History

United Kingdom
- Name: Sound of Islay
- Namesake: Islay
- Owner: Western Ferries, Glasgow (1969 - 1980); Government of Newfoundland and Labrador (1980 - present);
- Port of registry: Campbeltown (1970 - 1980); St. John's, Newfoundland and Labrador (1980 - present);
- Route: Islay; Campbeltown to Red Bay, County Antrim;
- Builder: Ferguson Shipbuilders, Port Glasgow; Engine builder: Bergius-Kelvin, Glasgow;
- Cost: £168,500
- Yard number: 452
- Launched: 27 February 1968
- Maiden voyage: 7 April 1968
- Identification: IMO number: 6810926; MMSI number: 316001217; Callsign: VY4372;
- Status: In service

General characteristics
- Type: Roll-on/roll-off passenger car ferry
- Tonnage: 280 GRT; 135 NRT;
- Length: 142.4 ft (43.4 m)
- Beam: 31.25 ft (9.5 m)
- Draught: 5.15 ft (1.6 m)
- Installed power: 2 x oil 4SA 8cy sr reverse geared Bergius-Kelvin TA8; 380 bhp each at 1200 rpm
- Propulsion: Twin screws and a bow thrust unit
- Speed: 10.75 knots (19.91 km/h; 12.37 mph)
- Capacity: 20 cars or 6 lorries; 93 Passengers
- Crew: 5

= MV Sound of Islay =

Ferry built in 1968

MV Sound of Islay was a stern loading ro-ro ferry on the west coast of Scotland. Built for Western Ferries in 1968, she served Islay and later Campbeltown – Red Bay (Northern Ireland). In 1981, she was sold to the Government of Newfoundland and Labrador and still operates in eastern Canada.

==History==
In the late 1960s, the private company, Western Ferries (Argyll) Ltd - forerunner to the newer Western Ferries (Clyde) Ltd - commissioned Sound of Islay from Ferguson Brothers of Port Glasgow. She was to be the first ro-ro ferry on the west coast of Scotland. Designed to carry 20 cars or a combination of cars and commercial vehicles on the Islay run from Kennacraig, West Loch Tarbert, she proved so popular that the state-owned MacBrayne's upgraded their own services to ro-ro. Western Ferries purchased a larger ferry, the Norwegian-built , but were unable to compete with the subsidised service and started to lose traffic.

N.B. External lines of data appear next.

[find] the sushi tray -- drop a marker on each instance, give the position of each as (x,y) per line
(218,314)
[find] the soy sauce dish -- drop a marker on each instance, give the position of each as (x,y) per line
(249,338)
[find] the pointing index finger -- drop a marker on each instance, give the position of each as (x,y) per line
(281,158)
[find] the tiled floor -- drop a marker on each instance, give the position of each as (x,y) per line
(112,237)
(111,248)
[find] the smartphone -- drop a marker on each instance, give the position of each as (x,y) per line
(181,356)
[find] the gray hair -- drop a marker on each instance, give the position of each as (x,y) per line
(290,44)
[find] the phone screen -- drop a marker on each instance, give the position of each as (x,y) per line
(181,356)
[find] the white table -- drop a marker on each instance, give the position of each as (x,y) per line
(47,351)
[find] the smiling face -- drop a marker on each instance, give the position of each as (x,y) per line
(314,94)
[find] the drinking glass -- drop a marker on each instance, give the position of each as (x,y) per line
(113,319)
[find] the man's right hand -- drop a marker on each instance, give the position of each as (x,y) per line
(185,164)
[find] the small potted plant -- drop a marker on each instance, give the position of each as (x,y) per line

In September 1981, Sound of Islay was sold to the Government of Newfoundland and Labrador. Between May 2007 and January 2008, she underwent an extensive refit in Clarenville.

==Layout==
Sound of Islay has a stern ramp and an open car deck aft. There are two small saloons for passengers.

==Service==
Sound of Islay provided a new roll-on/roll-off between Kennacraig in West Loch Tarbert and Port Askaig on Islay. She also made a daily call in each directions at a new link-span at the north end of Gigha until it was destroyed in a storm in January 1972. The service was punctual and an immediate success, soon requiring a larger vessel, Sound of Jura.

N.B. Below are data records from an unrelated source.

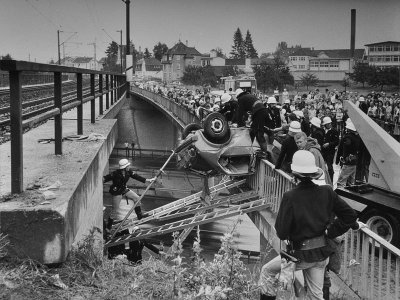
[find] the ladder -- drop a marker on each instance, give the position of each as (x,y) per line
(173,206)
(190,222)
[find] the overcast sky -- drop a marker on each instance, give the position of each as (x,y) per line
(28,28)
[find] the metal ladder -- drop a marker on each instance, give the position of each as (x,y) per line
(190,222)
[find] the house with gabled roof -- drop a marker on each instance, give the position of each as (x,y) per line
(327,65)
(148,68)
(176,60)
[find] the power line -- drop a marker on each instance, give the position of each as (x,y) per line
(43,15)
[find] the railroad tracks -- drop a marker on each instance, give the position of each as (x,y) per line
(38,106)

In May 1970, Sound of Islay commenced the Campbeltown (Kintyre) – Red Bay (Northern Ireland) service. Initial success was helped by a cement strike in Ireland and a dock strike in England. The summer-only service was daily (twice at weekends). Attempts to keep up a winter service, primarily with timber, were unsuccessful. The ship continued to operate a summer service until 1973 and spent the winter on charter. She acted as relief vessel to Islay when Sound of Jura was in drydock. In 1976, Sound of Jura was sold and Sound of Islay returned to the Islay service until 1981.

In eastern Canada since 1981, Sound of Islay has served various routes, including the Little Bay Islands in Notre Dame Bay and the St. Brendan's ferry. She is not built to withstand ice and has latterly acted as a relief vessel in a fleet with many ageing vessels.